All of you readers should be familiar with the P v NP question. P is the set of problems efficiently solvable by a deterministic computer. NP are the problems for which there exists a witness that we can verify quickly. The polynomial-time hierarchy (PH) is the constant alternation generalization of NP that has played a major role in computational complexity So why don't we talk about the P vs PH question? That's just equivalent to P vs NP.
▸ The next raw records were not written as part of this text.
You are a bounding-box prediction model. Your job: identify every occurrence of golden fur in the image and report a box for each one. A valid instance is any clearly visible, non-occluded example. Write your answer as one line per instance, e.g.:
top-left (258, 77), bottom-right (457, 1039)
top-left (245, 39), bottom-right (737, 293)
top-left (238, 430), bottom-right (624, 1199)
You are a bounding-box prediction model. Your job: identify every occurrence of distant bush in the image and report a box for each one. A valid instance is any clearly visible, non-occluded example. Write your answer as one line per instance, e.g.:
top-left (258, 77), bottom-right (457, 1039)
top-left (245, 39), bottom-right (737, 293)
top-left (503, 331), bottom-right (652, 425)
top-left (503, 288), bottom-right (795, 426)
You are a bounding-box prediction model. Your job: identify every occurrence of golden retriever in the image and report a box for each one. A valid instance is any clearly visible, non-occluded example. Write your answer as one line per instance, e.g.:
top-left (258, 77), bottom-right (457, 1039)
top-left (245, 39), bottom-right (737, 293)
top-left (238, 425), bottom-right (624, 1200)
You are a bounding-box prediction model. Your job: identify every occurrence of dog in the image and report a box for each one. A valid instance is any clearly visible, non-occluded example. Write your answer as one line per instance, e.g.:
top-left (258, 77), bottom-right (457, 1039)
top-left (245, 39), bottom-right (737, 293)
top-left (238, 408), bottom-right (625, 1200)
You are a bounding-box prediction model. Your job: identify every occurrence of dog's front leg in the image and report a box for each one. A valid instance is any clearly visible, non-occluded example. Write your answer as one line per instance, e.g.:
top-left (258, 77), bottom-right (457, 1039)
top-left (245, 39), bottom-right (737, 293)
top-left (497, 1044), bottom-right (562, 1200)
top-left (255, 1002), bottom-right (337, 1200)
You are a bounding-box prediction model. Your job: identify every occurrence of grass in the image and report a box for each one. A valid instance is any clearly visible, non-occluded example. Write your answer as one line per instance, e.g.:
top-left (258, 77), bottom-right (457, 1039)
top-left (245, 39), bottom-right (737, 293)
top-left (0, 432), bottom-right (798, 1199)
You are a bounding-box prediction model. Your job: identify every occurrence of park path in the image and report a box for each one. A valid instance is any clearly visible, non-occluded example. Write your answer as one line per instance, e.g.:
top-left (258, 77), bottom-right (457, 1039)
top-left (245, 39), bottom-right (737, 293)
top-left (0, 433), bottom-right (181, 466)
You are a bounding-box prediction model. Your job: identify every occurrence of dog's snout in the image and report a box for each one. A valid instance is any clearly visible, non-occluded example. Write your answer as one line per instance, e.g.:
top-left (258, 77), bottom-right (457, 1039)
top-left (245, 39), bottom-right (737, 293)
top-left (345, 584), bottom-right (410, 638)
BQP is the the class of problem efficiently solved by a quantum computer. Since P sits in BQP which sits in PSPACE we can't prove outright any separations for BQP without separating P from PSPACE. We can though get an understanding of complexity by allowing the machines access to the same oracle and seeing what we can separate. We already knew BQP doesn't sit in NP relative to an oracle. Same was true for BPP (efficient probabilistic computation) but BPP is in PH for all oracles as are constant round interactive proofs. So we might expect we can have BQP in PH, BQP solvable with constant alternations, relative to all oracles. Raz and Tal refute that hypothesis.
Raz and Tal's proof builds on the Forrelation concept developed by Aaronson (under the name Fourier Checking) and extended by Aaronson and Ambainis. The oracle isn't complicated: Pick n numbers x1,...,xn each xi chosen from a normal distribution with mean 0 and variance a small ε > 0. Let y=y1,...,yn be the Hadamard transform applied to x1,...,xn. You then probabilistically round the x's and y's to 1 or -1. A quantum machine can distinguish this distribution from uniform using the fact that quantum machines can do Hadamards easily and Raz and Tal use Fourier show that low-depth alternating circuits (that capture PH) can't distinguish so easily. The paper is well-written if you want details.
A few questions for further directions:
- Can you show a relativized world where P = NP (=PH) but P ≠ BQP? I'd suspect it will be a messy but not too hard generalization of this paper.
- How far can you push the Raz-Tal result, i.e., for what function f(n) can we show that BQP cannot be solved by f(n)-alternating polynomial-time Turing machines. Can you show f(n) = nΩ(1)?